In the pole position, Jake Gyllenhaal fires on all cylinders. He conducts a ballet of emotions, waffling between being emotionally withdrawn and fully exposed, tactfully inward-facing and brutally honest. Over the course of the last decade, the LA native has offered a supple package of notable performances, from his Oscar-nominated turn in Brokeback Mountain to his career-best role in the devilish Nightcrawler, but his work in Demolition might be his most revealing yet. As Davis grapples with the complexities of human relationships, chartering causal pathways that normative society is quick to shrug off, he discovers new depths within himself. This reconfiguration includes his crescendoing involvement with customer service rep Karen Moreno (Naomi Watts). Their emergent relationship becomes the narrative fabric upon which the emotional revelations are written on and both performers offer delicate portraits of wounded but hopeful souls.
As Davis takes up a predilection for deconstructing the things around him, leaving in his wake a spray of dissembled cogs and dials, so too does Vallée deconstruct the romantic drama. Gone are the trite niceties of courtship, replaced by a questionable montage of Jake G smashing things and falling in love quite arguably too soon after the passing of his wife. There’s a lot of unpack in Vallée’s tirade of melancomedy, some of which is certain to challenge the viewer’s traditional sense of grief. But in the whirlwind of loss, Demolition asserts that hope is a meticulous course of undoing; that in order to process the invoice of the past, you must break it down to itemized deductions. What works to make us tick. What doesn’t. You must destroy to rebuild or as German philosopher Friedrich Nietzche would claim, “You must have chaos within you to give birth to a dancing star.” As evidenced by the photo below, Gyllenhaal is very much that dancing star.
Davis comes to embody that Nietzschean chaotic state and his interaction with the world around him is at once tragic and hysterical. He becomes an ubermensch of not giving a flying fuck. Demolition, led by Vallée’s crafty, pointed hand, therefore represents a kind of post-financial crisis Office Space meets a modern day American Beauty. It’s an Obama-era success story that breaks down the platform of success, giving into the powers of entropy and carnal instinct. Thematically, there are poignant similarities between all three features but Demolition never feels derivative so much as the natural conclusion of those turn-of-the-century works. Insomuch as Jean-Marc Vallée aspires to create in the face of destruction, his film remains true to its own brand of spiritual irreverence and that’s enough to make it stand out from the pack.
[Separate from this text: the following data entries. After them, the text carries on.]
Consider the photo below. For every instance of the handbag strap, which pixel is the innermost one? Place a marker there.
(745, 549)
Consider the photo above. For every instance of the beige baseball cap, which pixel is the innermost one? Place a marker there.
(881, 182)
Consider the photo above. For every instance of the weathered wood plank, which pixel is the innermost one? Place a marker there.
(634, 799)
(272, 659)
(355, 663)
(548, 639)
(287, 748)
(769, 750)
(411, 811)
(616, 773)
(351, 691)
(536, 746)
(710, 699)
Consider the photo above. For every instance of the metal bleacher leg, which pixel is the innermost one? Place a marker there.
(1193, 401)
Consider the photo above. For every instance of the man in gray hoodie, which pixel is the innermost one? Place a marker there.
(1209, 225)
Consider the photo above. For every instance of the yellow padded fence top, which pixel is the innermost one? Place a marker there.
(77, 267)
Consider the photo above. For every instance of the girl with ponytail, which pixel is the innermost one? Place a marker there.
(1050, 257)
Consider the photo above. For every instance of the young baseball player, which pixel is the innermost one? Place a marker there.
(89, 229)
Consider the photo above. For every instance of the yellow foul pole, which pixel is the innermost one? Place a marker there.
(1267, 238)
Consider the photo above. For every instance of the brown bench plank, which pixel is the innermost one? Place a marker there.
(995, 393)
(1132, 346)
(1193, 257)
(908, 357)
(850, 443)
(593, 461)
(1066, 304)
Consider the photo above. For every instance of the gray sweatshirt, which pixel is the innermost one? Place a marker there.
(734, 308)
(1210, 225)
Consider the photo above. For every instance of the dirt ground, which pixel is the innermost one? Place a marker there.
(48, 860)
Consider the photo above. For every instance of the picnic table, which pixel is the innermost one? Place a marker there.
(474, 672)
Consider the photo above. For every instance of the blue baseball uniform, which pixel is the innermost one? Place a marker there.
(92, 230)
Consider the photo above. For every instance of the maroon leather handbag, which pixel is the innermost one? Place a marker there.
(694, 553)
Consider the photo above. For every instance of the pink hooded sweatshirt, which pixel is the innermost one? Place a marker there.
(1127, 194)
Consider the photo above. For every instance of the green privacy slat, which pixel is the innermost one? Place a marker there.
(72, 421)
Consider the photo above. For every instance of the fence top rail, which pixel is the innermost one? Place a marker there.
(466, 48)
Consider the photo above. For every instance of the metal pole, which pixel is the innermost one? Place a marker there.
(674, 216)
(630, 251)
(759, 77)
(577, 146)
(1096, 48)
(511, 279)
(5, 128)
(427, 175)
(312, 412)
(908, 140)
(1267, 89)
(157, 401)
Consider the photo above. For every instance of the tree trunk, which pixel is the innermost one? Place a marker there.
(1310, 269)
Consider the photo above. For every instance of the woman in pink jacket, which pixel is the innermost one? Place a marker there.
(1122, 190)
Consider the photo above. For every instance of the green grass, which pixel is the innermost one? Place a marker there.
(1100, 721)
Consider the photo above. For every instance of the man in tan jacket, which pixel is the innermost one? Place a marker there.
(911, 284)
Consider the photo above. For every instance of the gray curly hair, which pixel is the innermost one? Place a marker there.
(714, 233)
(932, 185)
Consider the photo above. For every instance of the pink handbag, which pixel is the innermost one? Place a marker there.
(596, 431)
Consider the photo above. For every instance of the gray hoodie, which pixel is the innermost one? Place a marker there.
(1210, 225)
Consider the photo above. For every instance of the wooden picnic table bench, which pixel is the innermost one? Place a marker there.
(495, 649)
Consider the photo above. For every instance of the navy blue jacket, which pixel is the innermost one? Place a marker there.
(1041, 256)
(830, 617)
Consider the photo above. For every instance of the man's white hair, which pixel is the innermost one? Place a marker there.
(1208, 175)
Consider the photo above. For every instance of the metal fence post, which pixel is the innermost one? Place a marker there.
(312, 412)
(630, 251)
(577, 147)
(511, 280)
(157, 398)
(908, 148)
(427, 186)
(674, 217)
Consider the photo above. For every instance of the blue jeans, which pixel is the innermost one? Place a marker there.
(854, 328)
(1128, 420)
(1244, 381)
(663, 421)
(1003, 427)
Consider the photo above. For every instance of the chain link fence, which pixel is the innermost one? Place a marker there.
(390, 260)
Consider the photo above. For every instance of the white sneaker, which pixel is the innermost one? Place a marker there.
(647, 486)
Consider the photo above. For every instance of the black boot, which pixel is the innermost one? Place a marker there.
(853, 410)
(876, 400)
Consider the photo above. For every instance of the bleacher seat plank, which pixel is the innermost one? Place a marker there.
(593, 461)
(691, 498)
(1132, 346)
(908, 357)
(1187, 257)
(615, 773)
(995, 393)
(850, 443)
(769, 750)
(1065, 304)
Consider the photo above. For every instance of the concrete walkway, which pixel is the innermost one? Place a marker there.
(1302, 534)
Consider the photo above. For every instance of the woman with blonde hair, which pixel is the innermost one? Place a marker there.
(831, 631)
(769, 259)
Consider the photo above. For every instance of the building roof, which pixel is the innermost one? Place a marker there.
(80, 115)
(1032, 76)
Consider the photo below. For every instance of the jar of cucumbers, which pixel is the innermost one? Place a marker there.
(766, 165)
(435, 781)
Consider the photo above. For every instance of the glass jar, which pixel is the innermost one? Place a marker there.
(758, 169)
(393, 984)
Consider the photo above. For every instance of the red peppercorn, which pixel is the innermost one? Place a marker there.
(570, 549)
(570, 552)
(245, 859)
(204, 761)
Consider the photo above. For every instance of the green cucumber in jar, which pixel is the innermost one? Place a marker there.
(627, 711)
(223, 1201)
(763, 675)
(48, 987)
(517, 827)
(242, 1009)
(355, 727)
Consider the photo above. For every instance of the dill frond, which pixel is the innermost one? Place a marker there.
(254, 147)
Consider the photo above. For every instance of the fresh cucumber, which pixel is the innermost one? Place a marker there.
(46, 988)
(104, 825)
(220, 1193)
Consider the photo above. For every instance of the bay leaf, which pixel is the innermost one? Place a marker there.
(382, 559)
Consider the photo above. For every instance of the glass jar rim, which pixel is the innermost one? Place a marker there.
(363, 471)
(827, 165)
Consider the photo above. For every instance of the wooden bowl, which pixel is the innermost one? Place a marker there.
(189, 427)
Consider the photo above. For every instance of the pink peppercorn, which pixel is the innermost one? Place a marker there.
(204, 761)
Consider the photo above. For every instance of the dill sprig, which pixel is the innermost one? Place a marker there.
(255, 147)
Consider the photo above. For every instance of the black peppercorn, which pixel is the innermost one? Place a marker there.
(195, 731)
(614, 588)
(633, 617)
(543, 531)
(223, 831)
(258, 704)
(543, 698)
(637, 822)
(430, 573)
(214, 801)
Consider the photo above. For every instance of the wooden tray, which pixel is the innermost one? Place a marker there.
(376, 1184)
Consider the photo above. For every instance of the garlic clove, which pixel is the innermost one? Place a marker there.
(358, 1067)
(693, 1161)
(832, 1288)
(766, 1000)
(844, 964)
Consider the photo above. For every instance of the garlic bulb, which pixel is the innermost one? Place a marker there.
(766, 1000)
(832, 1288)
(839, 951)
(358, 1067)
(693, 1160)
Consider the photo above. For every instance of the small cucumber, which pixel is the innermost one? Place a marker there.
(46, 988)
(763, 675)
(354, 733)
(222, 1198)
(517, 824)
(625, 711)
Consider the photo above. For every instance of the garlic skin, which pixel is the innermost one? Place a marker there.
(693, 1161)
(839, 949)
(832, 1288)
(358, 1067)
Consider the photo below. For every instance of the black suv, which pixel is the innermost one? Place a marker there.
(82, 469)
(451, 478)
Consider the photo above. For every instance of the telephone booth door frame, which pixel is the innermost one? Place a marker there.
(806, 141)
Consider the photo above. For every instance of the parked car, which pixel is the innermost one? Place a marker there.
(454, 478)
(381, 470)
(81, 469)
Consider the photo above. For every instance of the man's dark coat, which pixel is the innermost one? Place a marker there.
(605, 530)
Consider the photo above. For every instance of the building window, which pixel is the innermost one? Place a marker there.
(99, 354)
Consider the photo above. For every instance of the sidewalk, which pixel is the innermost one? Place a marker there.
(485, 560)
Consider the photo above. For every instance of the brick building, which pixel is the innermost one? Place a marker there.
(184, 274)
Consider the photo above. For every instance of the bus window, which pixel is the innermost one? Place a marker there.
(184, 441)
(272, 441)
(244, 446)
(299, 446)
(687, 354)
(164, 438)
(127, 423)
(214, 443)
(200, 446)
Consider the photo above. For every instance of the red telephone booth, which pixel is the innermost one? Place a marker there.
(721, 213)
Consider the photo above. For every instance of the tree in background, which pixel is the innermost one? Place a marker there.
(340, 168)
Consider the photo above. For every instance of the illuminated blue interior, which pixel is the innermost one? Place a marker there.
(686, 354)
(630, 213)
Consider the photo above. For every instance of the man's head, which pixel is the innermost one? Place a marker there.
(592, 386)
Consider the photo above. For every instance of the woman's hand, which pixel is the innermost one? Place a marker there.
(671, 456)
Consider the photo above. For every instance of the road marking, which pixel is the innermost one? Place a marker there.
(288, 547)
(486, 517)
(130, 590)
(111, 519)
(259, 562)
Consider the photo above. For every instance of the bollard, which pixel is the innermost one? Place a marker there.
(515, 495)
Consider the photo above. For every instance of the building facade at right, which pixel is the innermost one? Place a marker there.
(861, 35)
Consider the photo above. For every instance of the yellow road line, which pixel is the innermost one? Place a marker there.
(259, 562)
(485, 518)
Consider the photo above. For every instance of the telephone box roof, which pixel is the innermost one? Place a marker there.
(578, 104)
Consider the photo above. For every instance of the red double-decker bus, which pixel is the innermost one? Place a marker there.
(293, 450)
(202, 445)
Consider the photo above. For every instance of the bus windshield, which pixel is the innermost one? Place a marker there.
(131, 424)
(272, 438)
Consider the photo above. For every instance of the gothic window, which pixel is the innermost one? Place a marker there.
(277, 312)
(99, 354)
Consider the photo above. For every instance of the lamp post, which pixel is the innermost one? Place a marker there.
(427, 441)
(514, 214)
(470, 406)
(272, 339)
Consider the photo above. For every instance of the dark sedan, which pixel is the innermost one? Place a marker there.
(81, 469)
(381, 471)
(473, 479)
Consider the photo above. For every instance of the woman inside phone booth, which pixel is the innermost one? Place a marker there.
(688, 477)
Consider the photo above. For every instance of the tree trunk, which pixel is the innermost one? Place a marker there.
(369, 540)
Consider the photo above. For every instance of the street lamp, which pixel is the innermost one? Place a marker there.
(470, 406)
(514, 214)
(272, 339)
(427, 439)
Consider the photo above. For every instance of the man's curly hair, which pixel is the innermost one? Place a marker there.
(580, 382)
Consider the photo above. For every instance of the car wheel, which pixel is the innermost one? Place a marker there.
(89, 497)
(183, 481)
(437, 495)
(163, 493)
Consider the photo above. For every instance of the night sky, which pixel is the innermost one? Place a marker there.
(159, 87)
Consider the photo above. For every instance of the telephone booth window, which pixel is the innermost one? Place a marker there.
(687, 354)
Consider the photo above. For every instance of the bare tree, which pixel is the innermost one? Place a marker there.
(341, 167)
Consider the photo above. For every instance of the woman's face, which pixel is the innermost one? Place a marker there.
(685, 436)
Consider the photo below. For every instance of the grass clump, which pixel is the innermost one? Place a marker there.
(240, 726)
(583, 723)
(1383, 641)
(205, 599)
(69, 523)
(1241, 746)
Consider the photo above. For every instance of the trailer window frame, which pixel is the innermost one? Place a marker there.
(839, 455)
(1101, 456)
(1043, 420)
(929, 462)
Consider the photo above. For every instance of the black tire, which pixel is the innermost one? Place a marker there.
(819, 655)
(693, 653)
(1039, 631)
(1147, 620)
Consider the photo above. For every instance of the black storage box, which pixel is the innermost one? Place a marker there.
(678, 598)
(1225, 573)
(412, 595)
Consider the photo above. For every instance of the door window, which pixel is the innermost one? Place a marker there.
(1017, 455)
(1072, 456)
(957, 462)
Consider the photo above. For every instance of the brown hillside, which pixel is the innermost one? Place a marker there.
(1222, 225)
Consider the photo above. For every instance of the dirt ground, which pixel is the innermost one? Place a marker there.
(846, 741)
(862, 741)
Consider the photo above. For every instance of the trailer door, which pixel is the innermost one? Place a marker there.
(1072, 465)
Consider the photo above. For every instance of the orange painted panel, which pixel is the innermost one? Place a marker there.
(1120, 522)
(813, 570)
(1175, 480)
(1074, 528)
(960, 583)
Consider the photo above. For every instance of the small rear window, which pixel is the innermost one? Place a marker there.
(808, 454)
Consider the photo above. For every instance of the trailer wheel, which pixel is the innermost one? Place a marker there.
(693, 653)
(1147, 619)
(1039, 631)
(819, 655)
CONCLUSION: Led by soaring performances from Gyllenhaal and Watts and an emotionally exploratory script from Bryan Sipe, ‘Demolition’ is an oddball destructo-drama that measures the invoice of grief against the constructs of self-reinvention. Jean-Marc Vallée’s whip-smart, heart-rending and thoroughly hysterical feature threatens to alienate some audiences with its cut-and-dry views on life and love but works wonders under the right conditions.